Tepat ketika dia ingin meningkatkan auranya dan menekan Tang San ke bawah, tubuh Tang San tiba-tiba meledak menjadi gelombang kekuatan roh yang hebat.
Tuan dan Flender tertegun sejenak, dan kemudian wajah mereka menunjukkan ekstasi.
Tiga kecil menerobos!
Mereka sangat gembira.
Setelah terobosan Tang San, tiba-tiba ada napas terengah-engah dari sekitarnya.
"Tang San ini benar-benar menembus peringkat dengan bantuan penekanan momentum Titled Douluo, benar-benar jenius!"
Pada saat ini, mendengar seruan dan kekaguman di sekitarnya, sang master sangat bangga.
Ini adalah muridnya Tang San, bakatnya tak tertandingi, dan dia memenangkan banyak kemuliaan untuknya di depan semua orang.
Dugu Bo tertegun sejenak, lalu niat membunuh tiba-tiba muncul, dan aura pembunuh yang menakutkan keluar.
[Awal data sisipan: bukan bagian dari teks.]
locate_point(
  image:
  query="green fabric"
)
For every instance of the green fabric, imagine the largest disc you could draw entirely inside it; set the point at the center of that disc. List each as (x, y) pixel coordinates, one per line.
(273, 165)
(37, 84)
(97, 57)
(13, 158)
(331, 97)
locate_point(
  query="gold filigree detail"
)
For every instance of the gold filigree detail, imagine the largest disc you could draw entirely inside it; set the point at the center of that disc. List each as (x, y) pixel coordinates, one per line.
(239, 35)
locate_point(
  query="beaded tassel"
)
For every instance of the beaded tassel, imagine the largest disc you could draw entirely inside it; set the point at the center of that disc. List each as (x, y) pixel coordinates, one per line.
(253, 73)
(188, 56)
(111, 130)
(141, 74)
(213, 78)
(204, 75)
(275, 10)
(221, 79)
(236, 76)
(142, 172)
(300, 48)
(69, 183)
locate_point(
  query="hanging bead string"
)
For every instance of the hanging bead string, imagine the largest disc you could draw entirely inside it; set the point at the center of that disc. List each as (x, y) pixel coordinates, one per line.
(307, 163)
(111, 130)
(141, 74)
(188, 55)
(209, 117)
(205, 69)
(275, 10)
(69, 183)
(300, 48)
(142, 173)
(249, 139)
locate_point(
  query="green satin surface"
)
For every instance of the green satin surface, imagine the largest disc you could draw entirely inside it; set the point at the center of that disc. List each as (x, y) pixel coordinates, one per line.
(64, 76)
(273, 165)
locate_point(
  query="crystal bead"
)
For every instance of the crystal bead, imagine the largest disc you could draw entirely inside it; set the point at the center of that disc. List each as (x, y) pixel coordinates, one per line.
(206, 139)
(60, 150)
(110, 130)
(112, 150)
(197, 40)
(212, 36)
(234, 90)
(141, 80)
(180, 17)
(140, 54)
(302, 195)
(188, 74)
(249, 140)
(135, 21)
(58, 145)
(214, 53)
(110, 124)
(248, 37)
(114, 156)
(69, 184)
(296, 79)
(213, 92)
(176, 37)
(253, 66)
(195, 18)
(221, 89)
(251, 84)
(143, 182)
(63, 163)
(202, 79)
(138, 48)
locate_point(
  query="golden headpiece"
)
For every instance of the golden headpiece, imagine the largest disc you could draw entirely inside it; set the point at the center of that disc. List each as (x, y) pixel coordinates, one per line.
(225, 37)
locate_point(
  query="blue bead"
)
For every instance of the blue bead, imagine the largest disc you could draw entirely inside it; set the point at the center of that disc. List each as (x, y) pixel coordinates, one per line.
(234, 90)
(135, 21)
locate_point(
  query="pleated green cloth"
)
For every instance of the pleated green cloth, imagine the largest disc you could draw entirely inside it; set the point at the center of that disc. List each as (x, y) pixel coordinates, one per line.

Grandmaster tampak terkejut, dan buru-buru menarik Tang San di belakangnya, menghalangi Tang San dengan tubuhnya yang lemah.
Flender, Liu Erlong, dan Zao Wou-Ki juga melangkah maju dan menghadap Dugu Bo.
__ADS_1
Mereka tidak akan pernah membiarkan Dugu Bo menyakiti Tang San!